Friday, February 24, 2006

US Senator Barack Obama is using his political influence for several candidates running for office in Illinois this year. He has made an expensive TV commercial endorsing a young candidate in the state treasurer's race.

Barack Obama used to play basketball with a young man from a wealthy Chicago banking family, and when Obama ran for the Senate, the young man volunteered a lot of time and his family kicked in a lot of money. Now that the young man is running for state treasurer in the Democratic primary, it's payback time, and Obama is using his star power in such a big way it could determine the outcome of the race.

Alexi Giannoulias is 29 years old. He has never run for office before and the Illinois Democratic party is backing another candidate for state treasurer, prosecutor Paul Mangieri of downstate Galesburg. Bbut Giannoulias has one of the most valuable political allies a relatively unknown newcomer could ask for, superstar Senator Barack Obama, and enough money to take full advantage of the relationship in the final weeks of the Democratic primary race.

Obama is the narrator in a new TV spot that launches a million-dollar-plus statewide ad campaign, financed in large part by Giannoulias's wealthy family which owns the Broadway Bank in Chicago, where Alexi's a vice president and contributes a lot of money to a lot of candidates, including Obama.
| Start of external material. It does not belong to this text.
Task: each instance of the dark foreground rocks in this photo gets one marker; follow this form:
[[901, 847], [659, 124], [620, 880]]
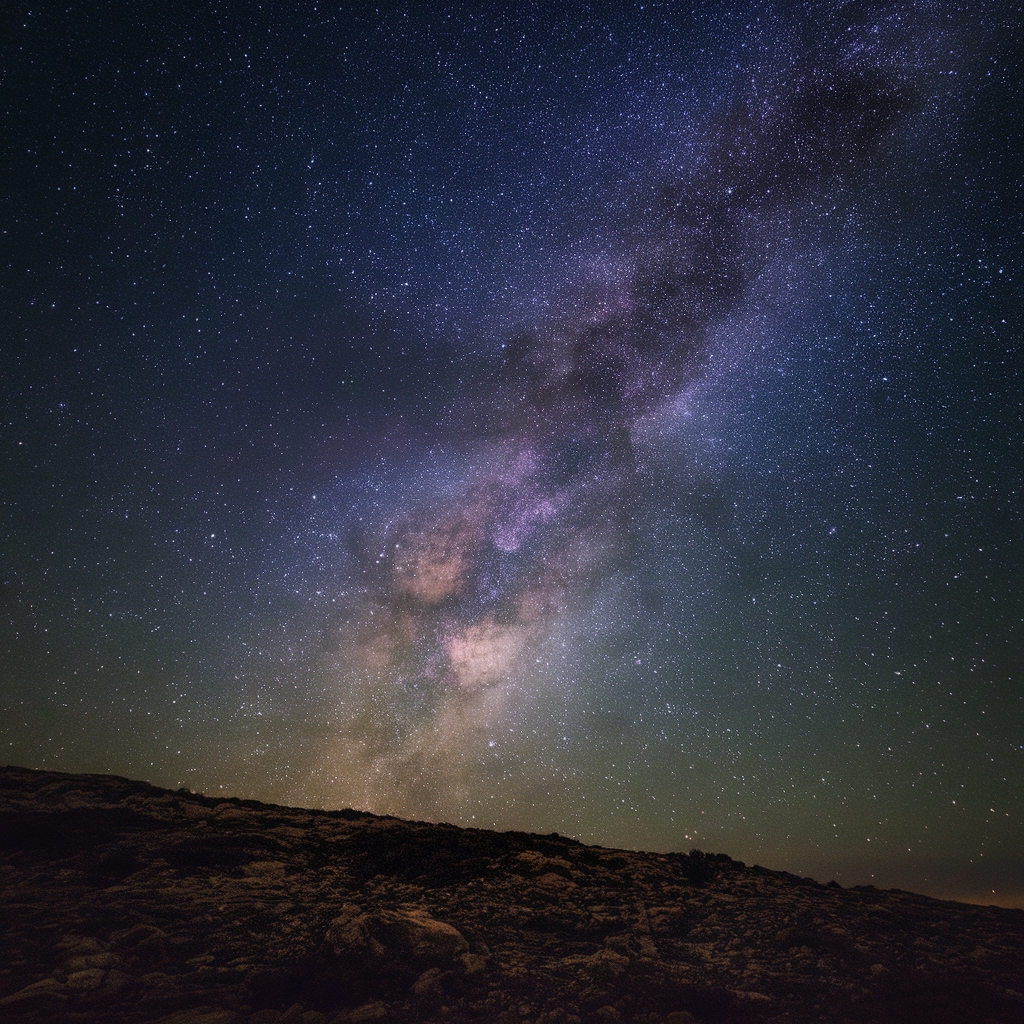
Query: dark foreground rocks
[[121, 902]]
"The treasurer's job is a financial job. He's the candidate who has financial experience," said Senator Barack Obama, (D)-Illinois.

"When he told me he would be endorsing my candidacy, I promised I would never waver in my inherent desire to help people at every level have better lives," said Alexi Giannoulias, (D)-candidate for state treasurer.

The Democratic party is trying to help Mangieri with a radio ad featuring secretary of state Jesse White and a hard-hitting mailer connecting one of the Broadway Bank's clients and a Giannoulias campaign contributor to the lobbying scandal in Washington.

But Mangieri, a former Naval officer and father of 12, may not have enough money for his own TV ads unless party chairman and house speaker Michael Madigan kicks in a lot more campaign cash than he has so far.

"In any race, it's decided by the voters, regardless of who endorses you or backs you," said Paul Mangieri, (D)-candidate for state treasurer.

Mangieri is at the mercy of the Democratic party because he is not independently wealthy and his fundraising has been lackluster. If he can't get on TV with paid ads, he could be in trouble.

But house speaker Mike Madigan may not mind all that much, because he recruited Mangieri to increase the downstate turnout in contested house races. So if Madigan's house Democrats win, he may not care if Mangieri loses to Giannoulias.